Despite a year-over-year decline, Arlington’s apartment market in May retained its position as most expensive in the region and fifth most expensive urban area nationally.
The county’s median apartment-rental rate of $2,609 — $2,457 for one-bedroom units, $2,969 for two bedrooms — was down 1.4% year over year, according to figures reported May 28 by Apartment List.
The decline was in line with the national year-over-year drop of 1.5% to a median $1,379.
According to Apartment List analysts:
“Prices [nationally] peaked in mid-2022 after a year and a half of skyrocketing growth. Since then, the nationwide median rent has been gradually drifting down and has fallen from that peak by a total of 4.4%, or $63 per month. Despite the pullback in prices, today’s rent levels remain 20% higher than they were at the start of 2021.”

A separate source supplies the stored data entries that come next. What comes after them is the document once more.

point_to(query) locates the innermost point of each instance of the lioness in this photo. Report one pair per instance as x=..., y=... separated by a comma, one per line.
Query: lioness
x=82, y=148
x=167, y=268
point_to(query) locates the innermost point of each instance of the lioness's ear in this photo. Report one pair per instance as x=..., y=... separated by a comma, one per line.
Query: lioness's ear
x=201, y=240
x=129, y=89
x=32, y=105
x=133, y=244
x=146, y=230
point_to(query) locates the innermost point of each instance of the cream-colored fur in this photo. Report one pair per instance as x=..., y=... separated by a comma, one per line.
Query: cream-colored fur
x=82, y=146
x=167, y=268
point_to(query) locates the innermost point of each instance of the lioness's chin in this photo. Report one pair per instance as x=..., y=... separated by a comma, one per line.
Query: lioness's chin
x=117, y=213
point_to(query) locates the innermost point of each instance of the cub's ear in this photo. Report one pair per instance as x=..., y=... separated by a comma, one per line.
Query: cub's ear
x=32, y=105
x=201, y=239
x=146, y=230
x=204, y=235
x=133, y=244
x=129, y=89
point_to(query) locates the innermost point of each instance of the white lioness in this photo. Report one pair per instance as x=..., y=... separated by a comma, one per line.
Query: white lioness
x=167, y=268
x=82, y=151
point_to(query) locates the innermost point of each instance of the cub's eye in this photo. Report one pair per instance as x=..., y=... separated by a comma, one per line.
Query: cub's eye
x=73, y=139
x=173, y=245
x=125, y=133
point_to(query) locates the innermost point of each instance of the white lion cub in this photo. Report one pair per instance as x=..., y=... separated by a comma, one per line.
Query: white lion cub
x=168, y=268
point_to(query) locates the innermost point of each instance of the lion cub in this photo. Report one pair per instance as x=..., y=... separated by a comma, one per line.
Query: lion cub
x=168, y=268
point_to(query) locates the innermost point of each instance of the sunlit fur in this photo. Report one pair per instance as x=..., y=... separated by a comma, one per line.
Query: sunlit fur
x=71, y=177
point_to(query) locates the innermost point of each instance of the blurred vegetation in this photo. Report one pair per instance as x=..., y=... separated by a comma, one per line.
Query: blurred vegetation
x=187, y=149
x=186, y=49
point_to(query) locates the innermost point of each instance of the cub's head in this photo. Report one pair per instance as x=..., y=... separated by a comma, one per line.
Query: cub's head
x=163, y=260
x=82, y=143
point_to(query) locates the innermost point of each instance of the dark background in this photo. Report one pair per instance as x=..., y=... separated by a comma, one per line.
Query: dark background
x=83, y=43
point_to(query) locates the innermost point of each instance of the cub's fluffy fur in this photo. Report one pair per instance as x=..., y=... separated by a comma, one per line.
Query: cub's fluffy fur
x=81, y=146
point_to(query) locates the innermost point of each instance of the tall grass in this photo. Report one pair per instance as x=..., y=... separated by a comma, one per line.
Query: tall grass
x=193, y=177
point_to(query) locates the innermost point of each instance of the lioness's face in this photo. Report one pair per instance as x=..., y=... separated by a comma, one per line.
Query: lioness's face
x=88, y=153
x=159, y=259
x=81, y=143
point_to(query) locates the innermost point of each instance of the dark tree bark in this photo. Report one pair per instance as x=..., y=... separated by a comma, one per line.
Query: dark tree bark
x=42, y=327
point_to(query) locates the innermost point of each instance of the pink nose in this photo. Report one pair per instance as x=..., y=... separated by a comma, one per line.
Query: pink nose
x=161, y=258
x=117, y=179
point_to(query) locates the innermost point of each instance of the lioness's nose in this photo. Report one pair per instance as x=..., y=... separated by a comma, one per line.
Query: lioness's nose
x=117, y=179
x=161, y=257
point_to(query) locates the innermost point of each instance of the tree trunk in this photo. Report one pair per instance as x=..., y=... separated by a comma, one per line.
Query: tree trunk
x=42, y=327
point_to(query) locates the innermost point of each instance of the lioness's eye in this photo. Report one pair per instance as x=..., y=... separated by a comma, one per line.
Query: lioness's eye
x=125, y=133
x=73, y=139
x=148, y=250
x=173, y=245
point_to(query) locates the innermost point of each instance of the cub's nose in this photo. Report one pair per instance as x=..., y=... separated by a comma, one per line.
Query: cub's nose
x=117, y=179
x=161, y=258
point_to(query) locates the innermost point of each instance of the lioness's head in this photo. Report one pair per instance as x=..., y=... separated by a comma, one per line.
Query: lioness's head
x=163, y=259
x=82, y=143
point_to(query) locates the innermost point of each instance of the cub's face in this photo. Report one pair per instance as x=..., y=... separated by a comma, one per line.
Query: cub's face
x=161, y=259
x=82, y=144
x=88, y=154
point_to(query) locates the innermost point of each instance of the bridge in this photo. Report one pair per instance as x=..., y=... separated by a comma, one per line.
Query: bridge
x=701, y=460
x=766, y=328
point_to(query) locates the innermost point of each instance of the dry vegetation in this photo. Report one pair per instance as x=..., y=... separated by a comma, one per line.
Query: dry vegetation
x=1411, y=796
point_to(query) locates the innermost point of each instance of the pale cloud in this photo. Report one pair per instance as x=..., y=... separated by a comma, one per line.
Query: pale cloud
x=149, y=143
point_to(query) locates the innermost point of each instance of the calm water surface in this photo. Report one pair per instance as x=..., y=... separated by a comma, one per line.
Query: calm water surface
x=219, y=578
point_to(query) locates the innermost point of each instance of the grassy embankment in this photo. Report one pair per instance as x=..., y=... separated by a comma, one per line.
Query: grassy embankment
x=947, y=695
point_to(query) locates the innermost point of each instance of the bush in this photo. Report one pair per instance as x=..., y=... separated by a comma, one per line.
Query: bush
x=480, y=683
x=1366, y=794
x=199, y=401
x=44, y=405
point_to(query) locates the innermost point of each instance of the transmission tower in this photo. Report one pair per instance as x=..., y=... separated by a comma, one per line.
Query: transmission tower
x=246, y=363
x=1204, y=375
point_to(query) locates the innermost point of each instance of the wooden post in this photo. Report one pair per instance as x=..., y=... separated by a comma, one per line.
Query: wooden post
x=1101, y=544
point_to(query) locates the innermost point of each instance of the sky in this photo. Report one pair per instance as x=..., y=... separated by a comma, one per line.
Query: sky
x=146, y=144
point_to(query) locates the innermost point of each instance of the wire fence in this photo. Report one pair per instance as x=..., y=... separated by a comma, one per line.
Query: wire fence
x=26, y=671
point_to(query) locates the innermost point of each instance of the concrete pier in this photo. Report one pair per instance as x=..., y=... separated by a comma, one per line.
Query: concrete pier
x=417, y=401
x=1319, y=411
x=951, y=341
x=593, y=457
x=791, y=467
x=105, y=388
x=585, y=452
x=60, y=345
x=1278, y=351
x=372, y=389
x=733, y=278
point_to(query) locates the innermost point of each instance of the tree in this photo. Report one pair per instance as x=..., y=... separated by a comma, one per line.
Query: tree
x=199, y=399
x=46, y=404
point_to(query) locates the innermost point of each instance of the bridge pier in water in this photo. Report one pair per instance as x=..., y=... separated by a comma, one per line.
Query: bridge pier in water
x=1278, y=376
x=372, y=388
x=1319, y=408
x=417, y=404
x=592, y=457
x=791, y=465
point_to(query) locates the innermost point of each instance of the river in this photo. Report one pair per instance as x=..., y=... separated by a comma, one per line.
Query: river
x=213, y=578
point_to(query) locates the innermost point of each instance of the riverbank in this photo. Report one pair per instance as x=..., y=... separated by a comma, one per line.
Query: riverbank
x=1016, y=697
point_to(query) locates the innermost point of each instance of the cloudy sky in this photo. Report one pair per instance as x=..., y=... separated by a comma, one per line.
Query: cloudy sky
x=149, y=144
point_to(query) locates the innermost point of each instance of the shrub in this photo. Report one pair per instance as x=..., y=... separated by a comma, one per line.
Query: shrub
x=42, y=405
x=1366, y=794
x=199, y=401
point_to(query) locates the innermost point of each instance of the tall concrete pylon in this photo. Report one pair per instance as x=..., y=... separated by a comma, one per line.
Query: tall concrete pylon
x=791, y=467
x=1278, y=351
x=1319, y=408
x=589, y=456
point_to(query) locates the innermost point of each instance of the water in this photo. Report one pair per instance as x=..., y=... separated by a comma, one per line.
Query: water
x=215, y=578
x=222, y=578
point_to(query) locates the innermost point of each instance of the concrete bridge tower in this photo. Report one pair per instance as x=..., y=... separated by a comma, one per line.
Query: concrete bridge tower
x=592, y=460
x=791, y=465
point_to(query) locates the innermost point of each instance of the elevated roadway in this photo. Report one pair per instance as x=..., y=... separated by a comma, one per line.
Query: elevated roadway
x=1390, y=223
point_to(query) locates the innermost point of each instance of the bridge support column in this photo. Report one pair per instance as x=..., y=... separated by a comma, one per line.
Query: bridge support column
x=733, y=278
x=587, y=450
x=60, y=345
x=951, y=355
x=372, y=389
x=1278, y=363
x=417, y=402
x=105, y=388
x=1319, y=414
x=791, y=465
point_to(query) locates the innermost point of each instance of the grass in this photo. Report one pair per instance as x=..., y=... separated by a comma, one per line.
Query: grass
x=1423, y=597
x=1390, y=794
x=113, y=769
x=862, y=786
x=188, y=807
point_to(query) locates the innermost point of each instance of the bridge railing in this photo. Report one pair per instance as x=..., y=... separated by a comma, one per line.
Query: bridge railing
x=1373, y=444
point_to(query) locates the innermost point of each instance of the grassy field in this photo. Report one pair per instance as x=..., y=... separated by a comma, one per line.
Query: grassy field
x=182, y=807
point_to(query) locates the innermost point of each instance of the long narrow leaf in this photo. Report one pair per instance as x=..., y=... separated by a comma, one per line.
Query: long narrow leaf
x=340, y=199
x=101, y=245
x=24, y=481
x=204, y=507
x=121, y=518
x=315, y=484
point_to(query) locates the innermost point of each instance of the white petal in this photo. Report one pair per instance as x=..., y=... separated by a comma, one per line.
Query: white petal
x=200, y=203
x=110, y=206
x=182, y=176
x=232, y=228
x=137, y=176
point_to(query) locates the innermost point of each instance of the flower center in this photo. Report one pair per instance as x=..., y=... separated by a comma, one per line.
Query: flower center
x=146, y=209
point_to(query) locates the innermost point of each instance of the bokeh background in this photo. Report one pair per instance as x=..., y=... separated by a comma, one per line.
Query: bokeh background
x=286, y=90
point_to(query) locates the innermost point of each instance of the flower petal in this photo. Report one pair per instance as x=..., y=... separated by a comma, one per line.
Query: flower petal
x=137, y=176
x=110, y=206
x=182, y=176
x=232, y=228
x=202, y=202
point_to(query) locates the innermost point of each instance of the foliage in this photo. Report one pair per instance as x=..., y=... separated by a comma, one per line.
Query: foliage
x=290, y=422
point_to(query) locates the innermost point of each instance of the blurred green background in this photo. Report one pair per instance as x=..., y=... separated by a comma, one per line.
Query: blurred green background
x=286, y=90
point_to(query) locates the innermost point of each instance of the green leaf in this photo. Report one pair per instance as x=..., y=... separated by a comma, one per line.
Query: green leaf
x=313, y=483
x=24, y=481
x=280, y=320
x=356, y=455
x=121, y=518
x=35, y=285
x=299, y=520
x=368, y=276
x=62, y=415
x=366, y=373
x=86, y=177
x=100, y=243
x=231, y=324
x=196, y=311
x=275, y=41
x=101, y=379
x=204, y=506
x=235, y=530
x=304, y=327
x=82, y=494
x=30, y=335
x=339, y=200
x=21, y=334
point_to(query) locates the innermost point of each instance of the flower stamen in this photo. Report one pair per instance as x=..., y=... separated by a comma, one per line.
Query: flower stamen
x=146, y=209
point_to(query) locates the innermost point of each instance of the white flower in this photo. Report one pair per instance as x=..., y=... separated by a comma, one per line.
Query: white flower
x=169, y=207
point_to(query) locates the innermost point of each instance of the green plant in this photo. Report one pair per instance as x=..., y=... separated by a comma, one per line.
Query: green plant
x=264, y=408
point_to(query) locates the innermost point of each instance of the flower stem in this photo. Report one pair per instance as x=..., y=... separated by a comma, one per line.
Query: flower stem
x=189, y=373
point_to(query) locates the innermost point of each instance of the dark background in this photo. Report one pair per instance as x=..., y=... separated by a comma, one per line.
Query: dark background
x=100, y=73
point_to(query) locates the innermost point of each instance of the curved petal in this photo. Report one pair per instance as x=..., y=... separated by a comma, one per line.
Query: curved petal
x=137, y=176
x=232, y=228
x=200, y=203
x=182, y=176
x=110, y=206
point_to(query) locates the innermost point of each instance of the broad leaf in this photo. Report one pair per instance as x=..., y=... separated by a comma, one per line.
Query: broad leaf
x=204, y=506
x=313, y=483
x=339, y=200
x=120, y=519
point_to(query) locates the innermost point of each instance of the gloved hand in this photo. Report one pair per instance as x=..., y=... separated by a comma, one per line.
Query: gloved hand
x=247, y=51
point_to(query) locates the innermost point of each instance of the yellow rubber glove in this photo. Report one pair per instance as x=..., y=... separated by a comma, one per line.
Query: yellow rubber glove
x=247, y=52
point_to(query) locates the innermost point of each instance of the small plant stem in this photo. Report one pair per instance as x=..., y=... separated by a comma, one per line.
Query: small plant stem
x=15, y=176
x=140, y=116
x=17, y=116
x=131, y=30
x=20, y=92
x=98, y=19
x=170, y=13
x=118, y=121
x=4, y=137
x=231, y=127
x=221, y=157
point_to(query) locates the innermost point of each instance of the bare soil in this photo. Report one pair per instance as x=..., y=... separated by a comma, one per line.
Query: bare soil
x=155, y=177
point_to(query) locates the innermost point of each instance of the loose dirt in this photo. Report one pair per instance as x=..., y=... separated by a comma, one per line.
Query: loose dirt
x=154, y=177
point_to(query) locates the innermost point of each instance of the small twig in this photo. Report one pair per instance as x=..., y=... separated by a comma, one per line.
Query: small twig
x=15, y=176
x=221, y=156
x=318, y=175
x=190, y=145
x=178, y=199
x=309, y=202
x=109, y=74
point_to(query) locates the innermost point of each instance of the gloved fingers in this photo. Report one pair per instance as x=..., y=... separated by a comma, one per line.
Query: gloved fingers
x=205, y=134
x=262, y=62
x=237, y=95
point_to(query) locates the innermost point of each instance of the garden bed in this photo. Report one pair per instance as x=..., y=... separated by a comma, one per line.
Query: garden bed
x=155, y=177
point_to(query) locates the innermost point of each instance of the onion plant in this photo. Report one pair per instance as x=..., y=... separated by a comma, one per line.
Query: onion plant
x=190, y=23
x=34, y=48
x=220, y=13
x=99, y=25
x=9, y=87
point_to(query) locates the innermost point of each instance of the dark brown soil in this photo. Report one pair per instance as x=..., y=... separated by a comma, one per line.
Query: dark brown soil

The analysts suggested cyclical norms will be back in play throughout the rest of the year:
“We are now entering the time of year when the bulk of moves take place, and as such, we’ll likely see continued price increases through the summer, in line with typical seasonal patterns. Prices generally increase in the spring and summer when most moves take place, and then soften in the fall and winter as moving activity slows.”
While down year-over-year, Arlington’s median May rental rate was up 3.4% since the start of January. That is slightly above the 3.2% growth rate over the first five months of 2025.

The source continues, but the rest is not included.